生涯のトータルサポートを目指します。不動産以外でも、お困りごとはご相談くださいませ。


こんにちは、いえプロ不動産です。


住宅を購入する際、親から資金援助を受けることは多くの方にとって心強いものです。しかし、制度を知らずに受け取ると、思わぬ問題やトラブルにつながることも少なくありません。「親から住宅購入資金を援助してもらったら税金がかかるのでは?」「手続きに不安がある」と感じている方も多いのではないでしょうか。


本記事では、親からの住宅購入資金援助に関する制度や注意点、そして失敗しないためのポイントについて、分かりやすく解説します。安全に、そして確実に手続きを進めたい方はぜひ続きをお読みください。

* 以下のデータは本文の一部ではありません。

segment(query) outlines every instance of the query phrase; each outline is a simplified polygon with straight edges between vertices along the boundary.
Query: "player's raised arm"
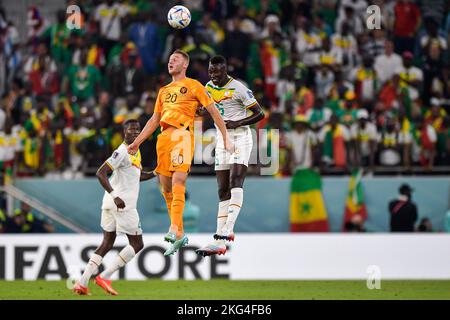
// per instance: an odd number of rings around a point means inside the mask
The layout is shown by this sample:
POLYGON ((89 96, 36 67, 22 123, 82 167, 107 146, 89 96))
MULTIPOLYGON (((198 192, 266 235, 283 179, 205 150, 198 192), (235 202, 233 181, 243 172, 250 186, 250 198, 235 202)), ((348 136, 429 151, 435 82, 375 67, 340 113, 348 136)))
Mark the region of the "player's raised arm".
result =
POLYGON ((155 103, 155 111, 153 112, 152 117, 145 124, 145 127, 144 129, 142 129, 141 133, 137 136, 133 143, 128 146, 128 153, 135 154, 138 151, 141 143, 147 140, 148 137, 150 137, 153 132, 155 132, 155 130, 159 127, 159 121, 161 120, 161 111, 161 90, 159 90, 158 97, 156 98, 155 103))
POLYGON ((154 112, 153 116, 147 121, 144 129, 142 129, 141 133, 137 136, 136 140, 132 144, 130 144, 127 148, 128 153, 135 154, 139 149, 139 146, 142 142, 147 140, 153 132, 159 127, 159 121, 161 120, 161 113, 154 112))
POLYGON ((214 103, 211 103, 211 104, 205 106, 205 109, 209 112, 209 114, 211 115, 211 117, 214 120, 214 123, 219 128, 220 133, 222 134, 222 137, 223 137, 225 149, 228 152, 233 153, 234 152, 234 144, 231 141, 230 136, 228 135, 225 122, 223 121, 222 117, 220 116, 220 113, 217 110, 217 108, 214 106, 214 103))
POLYGON ((114 203, 116 204, 118 209, 125 208, 125 202, 114 192, 111 184, 109 183, 108 175, 112 173, 111 166, 105 162, 102 166, 97 170, 96 176, 103 189, 108 192, 111 197, 114 199, 114 203))
POLYGON ((227 129, 236 129, 242 126, 249 126, 264 119, 264 111, 257 102, 254 105, 248 107, 248 109, 252 112, 252 114, 247 118, 238 121, 226 120, 225 124, 227 126, 227 129))

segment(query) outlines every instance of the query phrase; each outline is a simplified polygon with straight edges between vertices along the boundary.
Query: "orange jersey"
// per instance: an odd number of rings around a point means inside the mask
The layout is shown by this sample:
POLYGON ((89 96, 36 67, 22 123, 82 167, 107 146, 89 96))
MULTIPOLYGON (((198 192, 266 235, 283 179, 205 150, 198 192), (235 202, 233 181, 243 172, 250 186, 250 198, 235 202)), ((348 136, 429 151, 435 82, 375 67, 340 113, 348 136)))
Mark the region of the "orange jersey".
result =
POLYGON ((205 87, 197 80, 184 78, 159 89, 155 112, 161 113, 160 125, 187 128, 194 122, 199 106, 207 106, 212 100, 205 87))

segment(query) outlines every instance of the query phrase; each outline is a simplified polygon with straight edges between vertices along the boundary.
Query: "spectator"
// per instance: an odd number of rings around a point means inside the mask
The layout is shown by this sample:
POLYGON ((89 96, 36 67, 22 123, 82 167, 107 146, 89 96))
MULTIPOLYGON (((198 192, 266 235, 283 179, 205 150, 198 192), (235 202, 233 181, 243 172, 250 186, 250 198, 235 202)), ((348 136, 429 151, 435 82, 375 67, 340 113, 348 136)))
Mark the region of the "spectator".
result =
POLYGON ((198 232, 200 215, 200 207, 191 202, 189 193, 186 192, 186 206, 183 217, 186 232, 198 232))
POLYGON ((80 178, 81 165, 83 163, 83 154, 80 152, 80 142, 87 137, 89 130, 81 126, 80 119, 75 118, 72 127, 64 129, 64 135, 68 140, 68 163, 70 173, 73 178, 80 178))
POLYGON ((117 97, 125 97, 128 94, 140 96, 146 85, 146 76, 142 68, 139 66, 139 55, 137 50, 132 47, 128 51, 128 59, 126 59, 112 74, 113 82, 111 82, 111 93, 117 97))
POLYGON ((422 56, 429 55, 432 47, 439 48, 440 51, 447 50, 447 39, 445 35, 439 34, 439 23, 432 17, 424 19, 425 33, 419 38, 420 54, 422 56))
POLYGON ((0 208, 0 233, 4 233, 6 231, 6 222, 7 222, 6 214, 0 208))
POLYGON ((70 65, 71 52, 69 49, 70 35, 72 32, 66 25, 66 10, 58 10, 56 13, 56 23, 50 25, 42 34, 47 45, 50 47, 50 54, 58 64, 58 69, 62 70, 70 65))
POLYGON ((352 216, 350 221, 344 224, 344 232, 366 232, 364 219, 359 214, 352 216))
POLYGON ((322 40, 305 17, 299 16, 296 26, 296 49, 302 55, 303 63, 308 67, 313 66, 318 61, 322 40))
POLYGON ((445 94, 445 54, 438 45, 430 46, 422 66, 424 76, 423 101, 430 103, 433 95, 442 96, 445 94))
POLYGON ((233 17, 231 27, 225 34, 223 51, 230 74, 245 79, 250 37, 241 30, 241 23, 240 17, 233 17))
POLYGON ((418 232, 433 232, 433 225, 431 224, 431 220, 429 218, 422 218, 420 220, 419 225, 417 226, 418 232))
POLYGON ((413 52, 415 35, 420 27, 420 10, 412 0, 399 0, 394 7, 395 52, 413 52))
POLYGON ((408 184, 402 184, 399 188, 399 196, 389 202, 391 215, 391 232, 413 232, 417 221, 417 206, 411 201, 411 193, 414 191, 408 184))
POLYGON ((342 51, 342 71, 352 70, 357 63, 358 46, 355 37, 350 33, 350 26, 342 23, 341 31, 331 37, 333 47, 342 51))
POLYGON ((343 24, 347 24, 350 33, 354 36, 358 36, 363 33, 364 29, 361 17, 358 13, 355 13, 355 9, 350 5, 343 5, 342 7, 343 11, 341 11, 338 19, 336 20, 336 32, 341 33, 343 24))
POLYGON ((158 57, 162 50, 159 29, 152 14, 143 13, 140 21, 131 25, 129 35, 130 40, 136 44, 145 73, 156 75, 160 70, 158 57))
POLYGON ((386 119, 385 125, 378 134, 378 159, 382 166, 397 166, 402 162, 403 150, 399 129, 395 120, 386 119))
POLYGON ((122 19, 128 14, 127 7, 114 0, 106 0, 95 10, 94 19, 100 24, 100 36, 105 55, 119 41, 122 32, 122 19))
POLYGON ((332 111, 324 106, 323 99, 317 99, 314 104, 314 108, 309 109, 306 112, 306 119, 311 129, 314 132, 318 132, 328 121, 332 115, 332 111))
POLYGON ((342 50, 332 47, 330 38, 323 38, 322 51, 318 53, 315 65, 328 66, 338 72, 342 66, 342 50))
POLYGON ((304 115, 295 116, 294 130, 288 133, 287 141, 289 172, 293 173, 300 168, 312 168, 316 137, 309 129, 308 120, 304 115))
POLYGON ((371 34, 367 34, 367 43, 361 44, 362 55, 369 55, 377 57, 384 53, 384 46, 386 42, 386 34, 383 29, 375 29, 371 34))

親からの住宅取得資金の贈与に関する制度と非課税枠の基本


親や祖父母などの直系尊属から住宅購入資金を援助してもらう場合、「住宅取得等資金贈与の非課税特例」を活用できる可能性があります。この制度を利用するには、贈与された資金が新築・取得または増改築の対価に充てられる金銭である必要がありますが、不動産そのものの贈与や住宅ローン返済のための資金援助は対象外です。


制度の非課税限度額は住宅の性能によって異なり、省エネ・耐震性・バリアフリーなどの基準を満たす「省エネ等住宅」であれば非課税枠は最大1,000万円、それ以外の住宅では500万円です。



受贈者(贈与を受ける方)にはいくつかの要件があり、以下の通りです。


項目要件
年齢贈与を受けた年の1月1日時点で18歳以上(令和4年3月31日以前の贈与は20歳以上)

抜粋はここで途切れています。